On March 31, 2026, Yinuo Liu and nine co-authors published ATP-Bench, a benchmark built to measure a specific capability in multimodal large language models: planning when and how to call external tools in order to generate responses that interleave text and images. The work targets a gap between two existing approaches — image generation and retrieval augmentation — which have until now been treated as separate, mutually exclusive paths rather than unified capabilities.
- ATP-Bench contains 7,702 QA pairs — including 1,592 VQA pairs — spanning 8 categories and 25 visual-critical intents, all human-verified.
- A new Multi-Agent MLLM-as-a-Judge (MAM) system evaluates tool-call precision without requiring ground-truth execution results.
- Tests on 10 state-of-the-art MLLMs found consistent struggles with coherent interleaved planning and significant variation in tool-use behavior.
- Dataset and code are publicly available via the paper’s arXiv submission.
What Happened
Yinuo Liu, Zi Qian, Heng Zhou, Jiahao Zhang, Yajie Zhang, Zhihang Li, Mengyu Zhou, Erchao Zhao, Xiaoxi Jiang, and Guanjun Jiang submitted ATP-Bench to arXiv on March 31, 2026 (arXiv:2603.29902). The paper introduces both a benchmark dataset and a judge framework aimed at evaluating a capability the authors call Agentic Tool Planning — the ability of a multimodal model to act as a central controller that autonomously decides when, where, and which tools to invoke while generating interleaved text-and-image responses.
The paper argues that the field’s next milestone requires models to move beyond choosing either generation or retrieval, and instead unify both under a single planning layer. “The next milestone in this field is Agentic Tool Planning, where the model serves as a central controller that autonomously determines when, where, and which tools to invoke to produce interleaved responses for visual-critical queries,” the authors write in the abstract.
Why It Matters
Interleaved text-and-image generation requires a model to solve two distinct problems at once: maintaining factual accuracy and producing relevant visuals.
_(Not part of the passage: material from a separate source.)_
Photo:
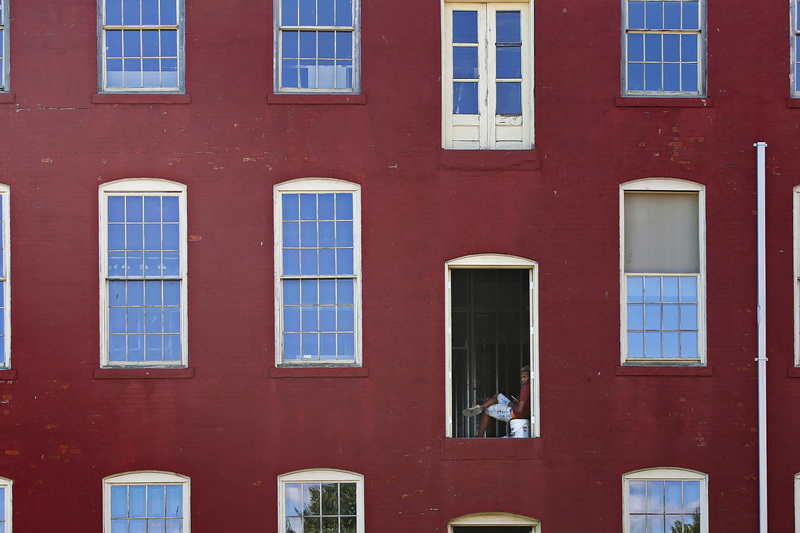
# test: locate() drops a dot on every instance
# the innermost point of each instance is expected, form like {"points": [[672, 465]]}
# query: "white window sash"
{"points": [[655, 185], [316, 186], [142, 187], [102, 47], [482, 131]]}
Retrieval augmentation typically improves factuality but constrains visual output to existing images; generative approaches allow novel visuals but can introduce inaccuracies. Current systems handle one or the other — not both adaptively.
Without a dedicated benchmark, the field has lacked a standard method for comparing models on this specific planning capability or tracking progress over time. Prior evaluations of multimodal models have focused on end-to-end output quality, conflating planning decisions with execution results and making it difficult to isolate where failures originate.
Technical Details
ATP-Bench comprises 7,702 QA pairs, of which 1,592 are visual question-answering (VQA) pairs. The full dataset spans eight categories and 25 visual-critical intents, with all queries and ground truths human-verified. The benchmark is specifically designed to evaluate planning behavior independently from tool execution, so that a model’s score is not contingent on which backend tools happen to be available at runtime.
To enable this separation, the authors introduce a Multi-Agent MLLM-as-a-Judge (MAM) system. MAM evaluates three dimensions: tool-call precision (whether the model correctly identifies which tools to invoke), missed tool opportunities (cases where a tool should have been used but was not), and overall response quality — all without requiring ground-truth execution results. This architecture is intended to keep the benchmark stable as underlying tool backends evolve.
Experiments conducted across 10 state-of-the-art MLLMs showed that models “struggle with coherent interleaved planning and exhibit significant variations in tool-use behavior,” according to the paper. The abstract does not name specific models or report per-model numerical scores, but the authors state the findings provide “actionable guidance for advancing interleaved generation.”
Who’s Affected
The benchmark is directly relevant to teams building or evaluating multimodal models that generate mixed-media responses — including AI assistants, automated document generation systems, and visual Q&A applications. Researchers comparing MLLM capabilities now have a dataset with human-verified ground truths and a judge framework that does not require live tool execution, lowering the barrier for standardized evaluation.
The 10 tested models are not named in the abstract. Their developers will face public comparison once the full paper and any associated leaderboard results circulate following the arXiv submission.
What’s Next
The dataset and code are publicly available at the link provided in the arXiv submission. The MAM framework is designed to function as an ongoing evaluation tool as new MLLMs are released, since it does not depend on fixed tool backends. A key limitation implicit in the benchmark’s design is that it measures planning decisions rather than execution quality: a high ATP-Bench score does not guarantee correct final outputs when tools are actually invoked.
The authors indicate the results highlight “substantial room for improvement” across all tested models, suggesting follow-up work benchmarking newer or fine-tuned systems against ATP-Bench as a baseline. Institutional affiliations for the research team were not listed in the arXiv abstract at time of publication.